À l'origine de cette affaire figure la manifestation organisée le 10 juin 2026 à Gemena autour de l'exécution des travaux d'asphaltage des principales artères de la ville. Ce chantier, confié en 2023 à la société IMMO SERKAS pour une durée maximale de dix-huit mois, fait depuis plusieurs mois l'objet de critiques portant sur l'état d'avancement et la qualité des travaux.

Avocat au Barreau du Sud-Ubangi et militant du mouvement citoyen Lutte pour le Changement (LUCHA), Me Rufus Enyela s'était publiquement exprimé sur ce dossier. Il avait notamment appelé l'entreprise à respecter les normes techniques ainsi que les engagements pris envers la population, estimant que plusieurs préoccupations méritaient des explications. Ces déclarations constituent aujourd'hui l'un des éléments examinés dans le cadre de la procédure judiciaire.

L'affaire dépasse désormais le seul différend entre les parties. Pour plusieurs observateurs, elle soulève une question plus large : jusqu'où un citoyen ou un acteur de la société civile peut-il exercer son droit de critique sur la gestion d'un projet public sans porter atteinte aux droits d'une entreprise ou d'une personne mise en cause ?

Les soutiens de Me Rufus Enyela considèrent que ses interventions relevaient d'une démarche de redevabilité publique visant à défendre l'intérêt général. Ils estiment que les préoccupations exprimées reflétaient celles d'une partie de la population sur l'exécution d'un projet financé au bénéfice des habitants du Sud-Ubangi.

À l'inverse, d'autres voix rappellent que toute personne physique ou morale dispose également du droit à la protection de sa réputation et que seul le juge est compétent pour apprécier si les faits reprochés relèvent de la liberté d'expression ou constituent une faute susceptible d'engager une responsabilité.

L'audience a suscité une importante mobilisation sur les réseaux sociaux, où plusieurs messages de soutien ont appelé au respect des garanties d'un procès équitable et au strict respect des principes de l'État de droit. Cette mobilisation illustre l'intérêt que porte une partie de l'opinion publique à cette procédure, perçue par certains comme un test de la capacité des institutions à concilier justice, liberté d'expression et participation citoyenne.

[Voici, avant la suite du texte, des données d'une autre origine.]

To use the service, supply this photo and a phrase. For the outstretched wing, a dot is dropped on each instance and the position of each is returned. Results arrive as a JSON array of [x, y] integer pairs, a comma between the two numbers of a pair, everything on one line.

En attendant la décision de la juridiction compétente, l'affaire IMMO SERKAS continue d'alimenter les débats au Sud-Ubangi. Au-delà des responsabilités individuelles qui seront éventuellement retenues par la justice, ce dossier pourrait contribuer à clarifier les rapports entre les citoyens, les mouvements de la société civile, les entreprises chargées des marchés publics et les institutions judiciaires dans un contexte où les exigences de transparence et de bonne gouvernance occupent une place croissante dans le débat public.